The violence exploded when, in December 2006, President Felipe Calderón Conservative Party The National Action Party (PAN) has decided to remove the army from its barracks to confront drug traffickers.

developed "a punitive strategy with which he tried to break up any type of communications vessel or link between drug traffickers and local and state authorities," said Rubén Salazar, director of Etellekt.

At the same time, he sought to "corral" the big drug cartels, "continued the expert.

The only thing he realized was to fragment them. Since then, "countless criminal cells have emerged that are now facing an increasingly radical way of controlling territories and roads," he explained.

For the researcher on security at Colegio de Mexico Sergio Aguayo, the "complicity between officials and criminals" never stopped.

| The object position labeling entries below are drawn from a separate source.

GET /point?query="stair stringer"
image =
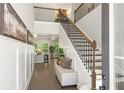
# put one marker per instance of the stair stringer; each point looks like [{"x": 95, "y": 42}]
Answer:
[{"x": 84, "y": 78}]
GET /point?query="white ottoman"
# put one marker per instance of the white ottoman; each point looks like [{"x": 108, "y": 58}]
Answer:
[{"x": 66, "y": 77}]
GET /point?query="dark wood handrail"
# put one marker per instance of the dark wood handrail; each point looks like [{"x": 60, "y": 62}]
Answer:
[
  {"x": 88, "y": 40},
  {"x": 55, "y": 9},
  {"x": 93, "y": 45},
  {"x": 45, "y": 8}
]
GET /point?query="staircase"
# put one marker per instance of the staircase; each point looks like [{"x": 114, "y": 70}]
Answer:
[{"x": 87, "y": 51}]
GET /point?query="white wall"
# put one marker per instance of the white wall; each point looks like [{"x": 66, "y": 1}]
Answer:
[
  {"x": 83, "y": 75},
  {"x": 46, "y": 28},
  {"x": 25, "y": 12},
  {"x": 16, "y": 58},
  {"x": 118, "y": 41},
  {"x": 14, "y": 65},
  {"x": 91, "y": 25},
  {"x": 45, "y": 15},
  {"x": 50, "y": 15}
]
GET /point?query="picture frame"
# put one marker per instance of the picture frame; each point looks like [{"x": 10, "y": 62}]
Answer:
[
  {"x": 30, "y": 38},
  {"x": 12, "y": 26}
]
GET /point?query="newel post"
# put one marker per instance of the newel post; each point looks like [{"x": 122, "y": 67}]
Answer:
[{"x": 93, "y": 81}]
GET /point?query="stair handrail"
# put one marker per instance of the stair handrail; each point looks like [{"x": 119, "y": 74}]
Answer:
[
  {"x": 88, "y": 40},
  {"x": 93, "y": 45}
]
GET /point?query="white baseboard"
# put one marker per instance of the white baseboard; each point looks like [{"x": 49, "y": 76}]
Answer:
[{"x": 29, "y": 79}]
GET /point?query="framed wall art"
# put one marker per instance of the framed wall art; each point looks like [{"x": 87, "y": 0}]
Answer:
[
  {"x": 12, "y": 26},
  {"x": 30, "y": 38}
]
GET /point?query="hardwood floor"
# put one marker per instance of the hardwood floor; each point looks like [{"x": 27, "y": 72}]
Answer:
[{"x": 44, "y": 78}]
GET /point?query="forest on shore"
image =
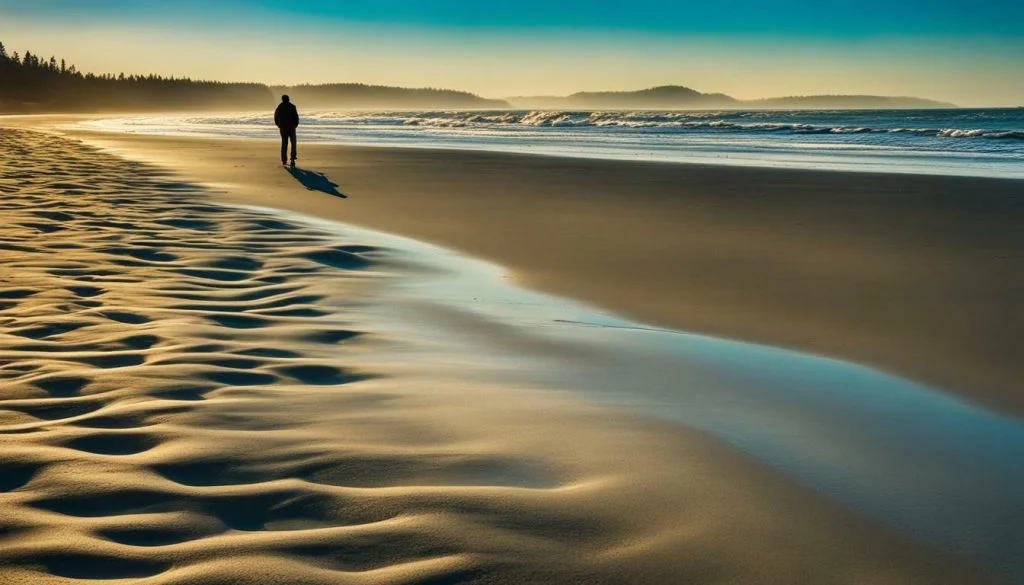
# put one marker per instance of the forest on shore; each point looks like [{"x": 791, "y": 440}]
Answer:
[{"x": 31, "y": 84}]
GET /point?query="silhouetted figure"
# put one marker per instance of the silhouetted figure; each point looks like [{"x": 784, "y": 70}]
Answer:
[{"x": 287, "y": 120}]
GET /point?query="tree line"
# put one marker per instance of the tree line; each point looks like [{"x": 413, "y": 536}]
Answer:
[{"x": 31, "y": 83}]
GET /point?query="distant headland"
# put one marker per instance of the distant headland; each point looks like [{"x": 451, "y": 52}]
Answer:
[{"x": 33, "y": 84}]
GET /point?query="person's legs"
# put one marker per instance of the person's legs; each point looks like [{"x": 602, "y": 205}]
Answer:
[{"x": 284, "y": 145}]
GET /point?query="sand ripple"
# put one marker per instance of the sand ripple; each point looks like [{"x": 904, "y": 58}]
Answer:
[{"x": 185, "y": 398}]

"I do not remember another country in the world where organized crime has reached as much power as in Mexico ," added the author of the report "El Yugo Zeta. "

For the experts, the solution is not only the use of force but also the attention and permanent action of the state in the poorest areas and the most conflictual. The only real and achievable solution is that the Mexican state undermines the strength of organized crime, "concludes Ugalde.